Sam Stokes had barely written a word of poetry until one night in his prison cell, as much out of frustration as inspiration, he picked up a notebook and a pencil.
"I just wrote down how I felt about the situation," Stokes remembered.
From there, he kept going.
"It became an outlet for me to be able to express things that I felt like I couldn't say or I shouldn't say as a man, as a person," he said.
Many of his early poems were a way to unpack what drew him to become involved in street violence in his youth. Stokes spent about 20 non-continguous years incarcerated, starting when he was 10.
"My growing up wasn't a bad growing up," said Stokes, now 49. "I was adopted by two people that were wonderful. My father worked for the East Ohio Gas Company. My mother started her own daycare business. Like I say in one of my poems, I was never a dude that had to be in the streets, but I was looking for friends, for brotherhood."
More recent work zooms out to reflect on systemic racism and the disproportionate imprisonment of Black men compared with white men.

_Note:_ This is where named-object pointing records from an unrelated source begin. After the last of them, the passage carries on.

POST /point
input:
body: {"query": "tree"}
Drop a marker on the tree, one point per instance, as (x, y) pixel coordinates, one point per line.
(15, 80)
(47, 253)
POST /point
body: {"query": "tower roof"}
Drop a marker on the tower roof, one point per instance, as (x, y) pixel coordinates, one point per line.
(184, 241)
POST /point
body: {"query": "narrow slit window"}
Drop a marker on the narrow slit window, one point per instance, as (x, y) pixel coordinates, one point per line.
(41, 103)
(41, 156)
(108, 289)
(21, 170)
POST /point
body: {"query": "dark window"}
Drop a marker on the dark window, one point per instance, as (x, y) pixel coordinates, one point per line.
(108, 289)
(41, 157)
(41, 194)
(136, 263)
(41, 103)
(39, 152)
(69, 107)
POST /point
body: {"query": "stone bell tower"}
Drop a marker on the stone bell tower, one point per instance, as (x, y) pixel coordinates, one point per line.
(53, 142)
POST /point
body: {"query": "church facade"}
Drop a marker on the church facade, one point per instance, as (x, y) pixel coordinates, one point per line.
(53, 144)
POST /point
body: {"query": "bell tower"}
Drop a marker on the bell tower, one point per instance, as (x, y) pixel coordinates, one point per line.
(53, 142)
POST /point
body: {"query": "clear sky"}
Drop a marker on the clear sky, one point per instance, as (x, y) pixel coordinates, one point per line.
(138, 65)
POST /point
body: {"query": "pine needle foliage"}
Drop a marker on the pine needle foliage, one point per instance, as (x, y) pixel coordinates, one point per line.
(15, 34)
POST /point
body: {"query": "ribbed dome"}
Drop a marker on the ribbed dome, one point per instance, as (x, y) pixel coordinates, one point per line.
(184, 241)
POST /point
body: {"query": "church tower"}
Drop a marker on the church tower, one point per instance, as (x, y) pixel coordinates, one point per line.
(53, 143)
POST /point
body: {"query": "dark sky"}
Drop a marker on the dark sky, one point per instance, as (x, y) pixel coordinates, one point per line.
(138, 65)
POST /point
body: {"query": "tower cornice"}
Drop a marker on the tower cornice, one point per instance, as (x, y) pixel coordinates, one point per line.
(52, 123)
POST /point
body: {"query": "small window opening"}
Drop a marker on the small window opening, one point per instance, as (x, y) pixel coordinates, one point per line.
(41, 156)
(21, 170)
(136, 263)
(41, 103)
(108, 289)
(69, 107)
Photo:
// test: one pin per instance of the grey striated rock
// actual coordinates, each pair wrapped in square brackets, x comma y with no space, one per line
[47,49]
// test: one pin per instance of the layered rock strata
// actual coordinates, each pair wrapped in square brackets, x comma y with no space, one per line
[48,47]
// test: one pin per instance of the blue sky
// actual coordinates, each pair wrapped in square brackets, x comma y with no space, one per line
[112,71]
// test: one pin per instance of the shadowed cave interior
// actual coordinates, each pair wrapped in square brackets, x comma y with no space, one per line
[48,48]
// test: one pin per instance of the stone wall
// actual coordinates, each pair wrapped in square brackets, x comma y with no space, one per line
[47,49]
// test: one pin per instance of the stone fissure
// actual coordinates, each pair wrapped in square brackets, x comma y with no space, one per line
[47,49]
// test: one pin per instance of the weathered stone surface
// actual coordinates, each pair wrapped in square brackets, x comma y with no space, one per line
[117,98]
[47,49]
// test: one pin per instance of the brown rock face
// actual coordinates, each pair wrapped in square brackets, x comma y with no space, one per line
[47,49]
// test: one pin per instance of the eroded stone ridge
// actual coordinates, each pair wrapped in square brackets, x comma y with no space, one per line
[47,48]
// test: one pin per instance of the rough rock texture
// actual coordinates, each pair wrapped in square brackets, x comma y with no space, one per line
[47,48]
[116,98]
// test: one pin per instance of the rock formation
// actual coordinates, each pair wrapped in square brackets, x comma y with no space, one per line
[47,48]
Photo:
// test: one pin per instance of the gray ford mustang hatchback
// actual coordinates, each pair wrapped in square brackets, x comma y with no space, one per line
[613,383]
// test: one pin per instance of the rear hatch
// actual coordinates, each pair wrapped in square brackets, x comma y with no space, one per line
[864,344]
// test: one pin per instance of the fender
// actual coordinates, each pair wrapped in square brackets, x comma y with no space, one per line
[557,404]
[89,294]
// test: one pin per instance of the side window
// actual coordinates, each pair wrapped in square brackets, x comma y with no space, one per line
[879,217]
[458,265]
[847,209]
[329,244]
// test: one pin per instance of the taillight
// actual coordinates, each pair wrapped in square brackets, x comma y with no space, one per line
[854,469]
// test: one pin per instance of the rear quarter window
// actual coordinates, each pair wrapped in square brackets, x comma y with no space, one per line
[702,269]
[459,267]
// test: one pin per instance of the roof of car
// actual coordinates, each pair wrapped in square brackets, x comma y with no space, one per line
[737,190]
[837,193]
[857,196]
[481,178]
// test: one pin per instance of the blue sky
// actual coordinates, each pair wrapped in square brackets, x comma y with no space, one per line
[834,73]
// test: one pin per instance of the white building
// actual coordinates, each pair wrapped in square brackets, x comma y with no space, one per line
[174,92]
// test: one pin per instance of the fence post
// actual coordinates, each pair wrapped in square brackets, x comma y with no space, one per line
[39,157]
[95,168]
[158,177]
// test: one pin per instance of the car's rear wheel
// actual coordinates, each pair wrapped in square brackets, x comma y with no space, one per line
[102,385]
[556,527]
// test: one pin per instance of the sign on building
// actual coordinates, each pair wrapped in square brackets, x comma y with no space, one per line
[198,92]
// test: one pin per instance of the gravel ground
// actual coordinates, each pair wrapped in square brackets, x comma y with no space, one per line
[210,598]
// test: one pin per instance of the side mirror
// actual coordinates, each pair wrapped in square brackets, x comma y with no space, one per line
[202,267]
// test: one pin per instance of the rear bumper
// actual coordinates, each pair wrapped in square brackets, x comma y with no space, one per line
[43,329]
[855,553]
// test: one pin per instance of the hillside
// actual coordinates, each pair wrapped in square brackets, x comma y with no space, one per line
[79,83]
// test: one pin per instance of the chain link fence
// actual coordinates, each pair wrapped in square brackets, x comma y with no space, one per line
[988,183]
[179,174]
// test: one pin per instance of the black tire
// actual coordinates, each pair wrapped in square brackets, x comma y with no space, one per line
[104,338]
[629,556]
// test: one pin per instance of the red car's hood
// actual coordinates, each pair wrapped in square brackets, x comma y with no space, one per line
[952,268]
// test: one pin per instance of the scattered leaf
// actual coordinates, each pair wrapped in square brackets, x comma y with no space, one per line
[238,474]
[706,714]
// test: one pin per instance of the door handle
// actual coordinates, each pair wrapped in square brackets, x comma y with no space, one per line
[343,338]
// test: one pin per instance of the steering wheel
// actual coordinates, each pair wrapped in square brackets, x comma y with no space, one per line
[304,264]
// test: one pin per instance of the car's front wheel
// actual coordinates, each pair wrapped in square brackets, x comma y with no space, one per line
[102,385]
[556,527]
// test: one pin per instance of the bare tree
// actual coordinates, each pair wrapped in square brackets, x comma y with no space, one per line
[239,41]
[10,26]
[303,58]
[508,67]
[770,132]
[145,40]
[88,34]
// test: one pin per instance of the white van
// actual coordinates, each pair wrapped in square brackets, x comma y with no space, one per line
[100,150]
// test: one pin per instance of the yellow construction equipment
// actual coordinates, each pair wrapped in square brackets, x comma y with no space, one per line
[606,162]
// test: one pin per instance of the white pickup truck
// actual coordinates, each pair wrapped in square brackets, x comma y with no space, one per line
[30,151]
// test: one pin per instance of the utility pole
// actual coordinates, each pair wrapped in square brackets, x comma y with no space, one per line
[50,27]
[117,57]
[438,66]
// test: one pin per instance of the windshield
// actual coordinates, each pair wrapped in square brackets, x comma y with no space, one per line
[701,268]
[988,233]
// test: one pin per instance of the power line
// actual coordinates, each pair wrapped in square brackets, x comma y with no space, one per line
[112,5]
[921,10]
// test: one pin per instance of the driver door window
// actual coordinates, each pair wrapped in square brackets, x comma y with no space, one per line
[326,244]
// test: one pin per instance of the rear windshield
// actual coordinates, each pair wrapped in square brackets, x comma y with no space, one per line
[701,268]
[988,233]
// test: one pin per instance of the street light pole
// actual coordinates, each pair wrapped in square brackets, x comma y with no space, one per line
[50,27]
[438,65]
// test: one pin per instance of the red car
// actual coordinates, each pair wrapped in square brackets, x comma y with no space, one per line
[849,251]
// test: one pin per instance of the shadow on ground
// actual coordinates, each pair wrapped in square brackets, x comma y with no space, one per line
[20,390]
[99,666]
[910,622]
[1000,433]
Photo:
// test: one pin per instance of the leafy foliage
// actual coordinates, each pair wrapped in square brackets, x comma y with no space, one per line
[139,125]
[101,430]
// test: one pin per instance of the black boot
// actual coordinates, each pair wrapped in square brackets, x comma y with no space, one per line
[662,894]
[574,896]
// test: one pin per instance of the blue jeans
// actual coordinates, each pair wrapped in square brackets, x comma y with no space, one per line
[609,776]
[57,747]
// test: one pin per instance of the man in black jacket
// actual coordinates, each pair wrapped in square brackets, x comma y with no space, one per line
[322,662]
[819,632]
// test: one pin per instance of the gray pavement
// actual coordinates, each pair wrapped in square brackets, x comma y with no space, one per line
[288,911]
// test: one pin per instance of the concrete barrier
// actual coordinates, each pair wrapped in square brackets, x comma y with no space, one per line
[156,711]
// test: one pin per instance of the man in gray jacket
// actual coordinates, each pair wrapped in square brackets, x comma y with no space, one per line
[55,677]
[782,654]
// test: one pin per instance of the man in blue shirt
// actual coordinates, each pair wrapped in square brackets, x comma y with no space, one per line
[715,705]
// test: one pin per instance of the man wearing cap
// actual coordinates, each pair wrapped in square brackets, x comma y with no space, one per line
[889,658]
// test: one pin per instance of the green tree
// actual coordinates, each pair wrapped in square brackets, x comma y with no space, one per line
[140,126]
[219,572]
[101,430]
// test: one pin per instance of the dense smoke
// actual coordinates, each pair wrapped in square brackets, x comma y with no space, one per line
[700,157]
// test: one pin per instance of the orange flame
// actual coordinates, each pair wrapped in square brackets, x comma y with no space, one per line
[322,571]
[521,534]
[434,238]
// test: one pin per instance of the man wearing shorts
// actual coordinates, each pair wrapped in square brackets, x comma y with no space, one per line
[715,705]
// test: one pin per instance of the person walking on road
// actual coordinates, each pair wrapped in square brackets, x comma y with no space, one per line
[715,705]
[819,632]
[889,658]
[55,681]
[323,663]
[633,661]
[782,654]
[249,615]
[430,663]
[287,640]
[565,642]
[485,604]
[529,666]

He's now been free for about 10 years, and — as pandemic restrictions allow — he reads his poetry in neighborhood bars on Cleveland's East Side, where he lives, and at Captiv8, a downtown bar where he's a regular performer. His stage name is Sam The Ghetto Poet.
"I see (performing) as not just making a change in my life, but hopefully making change in others' lives, too, by being able to relate to some of the things I've been through," he said. "Writing poetry doesn't have to be lucrative, but it sustains my soul."
"The Sun That Refuses To Shine," by Sam 'The Ghetto Poet' Stokes
The feeling of despair covers me
As the world's energy enters my
Inner entity, disrupting my already
Fragile energy. The waves of
Emotions, the torrents of pain, the tears
That fall like rain. I know I'm
The vessel to withstand and chase the rain
Away... All I have to do is step from
Behind the clouds... Yet something
In me refuses to step up and step out.
I think I'm afraid to let the world
Really see me, not wanting the watchful
Eyes and scrutiny... Yet my past life
Was filled with such things...
Maybe I just don't want to go through
That again. Yet, I still am because
Of the "Sun" others see in me
And yet for all my bravery I
Cowardly choose to hide behind
The clouds. I refuse to chase
The rain away... I'm afraid!!!
So I remain the sun
That refuses to shine.
This story is part of a series called Poetic Reentry, featuring the voices of formerly incarcerated men reading poetry.